Peacemaking thoughts at 37,000 feet
President Corey shares a letter to Biola students that he wrote on a recent trip back from Israel. | Tomber Su/THE CHIMES [file photo]
I’m writing this article to you, students, on my way home from Israel. It’s Monday morning April 27, nine o’clock Jerusalem time. Most of you are awake right now in the final hour of your weekend, Sunday night at eleven. I’m about to layover in Istanbul before my final leg to LAX.
I’ve thought about you often on this trip, as 66 of us traveled together for 10 days in Israel. What I have been thinking about is the hope I have in you and the hope you embody for the world, as a generation of reconcilers.
Yesterday I stood on the Temple Mount, the most religiously contested acreage in the world. Muslims, Jews and Christians of all stripes argue that this is their sacred ground. Symbolized in these 15 football fields of stone plazas and mosques is the tension embodied among many religious groups who have, more often than not, fought or divided. I reflected on the charade of peace that covers the underlying tensions. I reflected on that Temple Mount that God—who will one day make all things new—would use this rising generation of Jesus followers to be his peacemakers, those he called “blessed” in his sermon on the Galilean mountainside.
We are called to be voices of reconciliation and of peace. Of all the traits I pray you will exemplify as you go through Biola and graduate from here—many of you in a few weeks—my most passionate prayer is that you would live out the redemptive love of Christ wherever you go. That you would be reconcilers who live the love of Christ. That you would be called peacemakers.
That love of Christ is easy to show to the coffee barista when she gets our latte right. It comes naturally to our family so long as there’s harmony. But living the love of Christ is much harder for those we might have previously ignored, avoided, judged or condemned. It is a tougher road when we live in tension with our families or in our residential communities. But Jesus calls us to demonstrate the power of reconciliation to all who come our way, regardless. Neighbor or stranger. Roommate or mother. Colleague or foe.
More profoundly, the life of radical reconciliation calls us to the risk of encountering people with disease, those living outside of grace and even those who would threaten to harm or kill us. What does living this way look like when we extend Christ’s love to our enemies or the outcast, the bullied or the disabled, the unsavory or the unlovely? What does it look like to love the persecutors of Christians and not just the persecuted?
Jesus calls us to the way of reconciliation—selfless, humble, vulnerable, open and faithful.
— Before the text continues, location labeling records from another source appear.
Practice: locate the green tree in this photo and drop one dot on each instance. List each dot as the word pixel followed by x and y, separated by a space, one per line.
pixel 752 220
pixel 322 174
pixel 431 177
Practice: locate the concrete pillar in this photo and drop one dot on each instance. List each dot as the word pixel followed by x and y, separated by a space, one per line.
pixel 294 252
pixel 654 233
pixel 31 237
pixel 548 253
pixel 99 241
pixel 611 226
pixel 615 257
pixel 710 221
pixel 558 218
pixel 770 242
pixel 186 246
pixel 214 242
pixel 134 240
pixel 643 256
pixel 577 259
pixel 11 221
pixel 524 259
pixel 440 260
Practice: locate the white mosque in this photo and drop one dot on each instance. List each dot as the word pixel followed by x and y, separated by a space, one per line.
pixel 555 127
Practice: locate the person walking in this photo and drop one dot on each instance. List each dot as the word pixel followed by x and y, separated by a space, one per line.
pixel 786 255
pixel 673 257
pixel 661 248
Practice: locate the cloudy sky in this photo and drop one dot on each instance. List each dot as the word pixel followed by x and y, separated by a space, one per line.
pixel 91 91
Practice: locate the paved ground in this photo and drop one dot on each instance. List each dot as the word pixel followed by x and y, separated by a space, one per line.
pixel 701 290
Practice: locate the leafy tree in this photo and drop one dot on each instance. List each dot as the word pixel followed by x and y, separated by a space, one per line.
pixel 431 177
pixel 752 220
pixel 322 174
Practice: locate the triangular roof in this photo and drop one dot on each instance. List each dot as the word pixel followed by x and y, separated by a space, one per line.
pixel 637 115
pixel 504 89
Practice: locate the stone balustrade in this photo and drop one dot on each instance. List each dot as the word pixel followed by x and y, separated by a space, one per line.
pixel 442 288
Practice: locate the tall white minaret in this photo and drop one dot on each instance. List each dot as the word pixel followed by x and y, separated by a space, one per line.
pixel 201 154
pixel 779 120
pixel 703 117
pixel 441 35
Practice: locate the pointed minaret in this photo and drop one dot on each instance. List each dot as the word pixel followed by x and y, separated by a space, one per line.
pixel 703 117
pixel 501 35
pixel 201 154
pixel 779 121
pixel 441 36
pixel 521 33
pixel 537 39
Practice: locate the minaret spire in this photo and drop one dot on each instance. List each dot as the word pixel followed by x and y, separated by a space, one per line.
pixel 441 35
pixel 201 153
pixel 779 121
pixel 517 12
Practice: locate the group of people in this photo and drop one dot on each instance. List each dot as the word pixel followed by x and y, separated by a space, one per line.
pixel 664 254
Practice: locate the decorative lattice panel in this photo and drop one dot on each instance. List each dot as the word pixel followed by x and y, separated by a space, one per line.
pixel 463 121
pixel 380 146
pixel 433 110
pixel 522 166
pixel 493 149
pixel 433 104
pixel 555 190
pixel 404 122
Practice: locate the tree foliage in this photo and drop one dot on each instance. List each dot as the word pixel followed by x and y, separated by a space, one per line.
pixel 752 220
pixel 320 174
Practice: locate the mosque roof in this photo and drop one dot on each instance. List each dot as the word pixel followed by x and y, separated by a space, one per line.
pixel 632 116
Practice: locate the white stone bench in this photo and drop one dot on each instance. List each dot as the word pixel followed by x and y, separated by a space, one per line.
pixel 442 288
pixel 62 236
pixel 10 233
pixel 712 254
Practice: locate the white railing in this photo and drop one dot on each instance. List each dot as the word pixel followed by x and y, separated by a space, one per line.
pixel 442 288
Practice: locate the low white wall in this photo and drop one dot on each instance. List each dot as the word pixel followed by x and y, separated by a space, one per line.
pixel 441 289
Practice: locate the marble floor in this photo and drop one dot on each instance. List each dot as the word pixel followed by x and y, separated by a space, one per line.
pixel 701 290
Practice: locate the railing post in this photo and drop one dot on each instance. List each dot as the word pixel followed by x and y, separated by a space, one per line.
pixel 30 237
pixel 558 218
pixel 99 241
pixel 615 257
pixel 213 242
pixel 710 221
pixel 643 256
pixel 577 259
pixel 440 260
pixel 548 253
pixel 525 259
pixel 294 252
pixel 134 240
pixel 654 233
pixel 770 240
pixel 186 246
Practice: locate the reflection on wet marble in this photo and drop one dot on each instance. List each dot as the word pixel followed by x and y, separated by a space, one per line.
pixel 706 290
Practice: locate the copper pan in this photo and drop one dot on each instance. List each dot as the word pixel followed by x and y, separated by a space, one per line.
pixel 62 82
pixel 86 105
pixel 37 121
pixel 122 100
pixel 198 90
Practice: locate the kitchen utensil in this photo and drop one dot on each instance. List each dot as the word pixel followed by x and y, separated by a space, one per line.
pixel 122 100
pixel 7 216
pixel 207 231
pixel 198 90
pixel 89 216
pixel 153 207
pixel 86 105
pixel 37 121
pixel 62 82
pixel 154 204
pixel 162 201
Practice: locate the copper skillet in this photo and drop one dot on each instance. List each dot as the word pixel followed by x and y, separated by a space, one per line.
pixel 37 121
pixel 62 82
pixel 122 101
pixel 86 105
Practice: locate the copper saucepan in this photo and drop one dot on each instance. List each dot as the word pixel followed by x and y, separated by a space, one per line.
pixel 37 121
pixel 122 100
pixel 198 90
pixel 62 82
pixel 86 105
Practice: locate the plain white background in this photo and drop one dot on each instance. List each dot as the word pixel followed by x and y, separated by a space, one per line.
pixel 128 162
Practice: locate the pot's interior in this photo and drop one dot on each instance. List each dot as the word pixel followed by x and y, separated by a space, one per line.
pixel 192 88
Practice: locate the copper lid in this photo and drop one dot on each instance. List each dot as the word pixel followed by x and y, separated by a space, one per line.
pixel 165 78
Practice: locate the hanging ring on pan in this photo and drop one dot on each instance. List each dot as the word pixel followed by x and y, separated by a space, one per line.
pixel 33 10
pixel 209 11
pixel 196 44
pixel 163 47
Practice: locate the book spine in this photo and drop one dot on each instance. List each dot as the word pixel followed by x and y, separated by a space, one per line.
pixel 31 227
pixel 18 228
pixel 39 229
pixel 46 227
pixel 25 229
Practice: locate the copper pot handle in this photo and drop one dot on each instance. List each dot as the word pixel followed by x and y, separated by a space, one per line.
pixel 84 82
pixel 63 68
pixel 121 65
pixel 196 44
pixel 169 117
He has called us to live this way, even if our attempts at reconciliation are rejected.
I thought about this on Jerusalem’s Temple Mount my last Sunday in Israel, praying for you students on my way home today that you would lean into reconciliation. That you would take the risks of loving radically the way Christ has called you to love, even if that love is snubbed. Blessed are the peacemakers, Jesus said, for they will be called the children of God.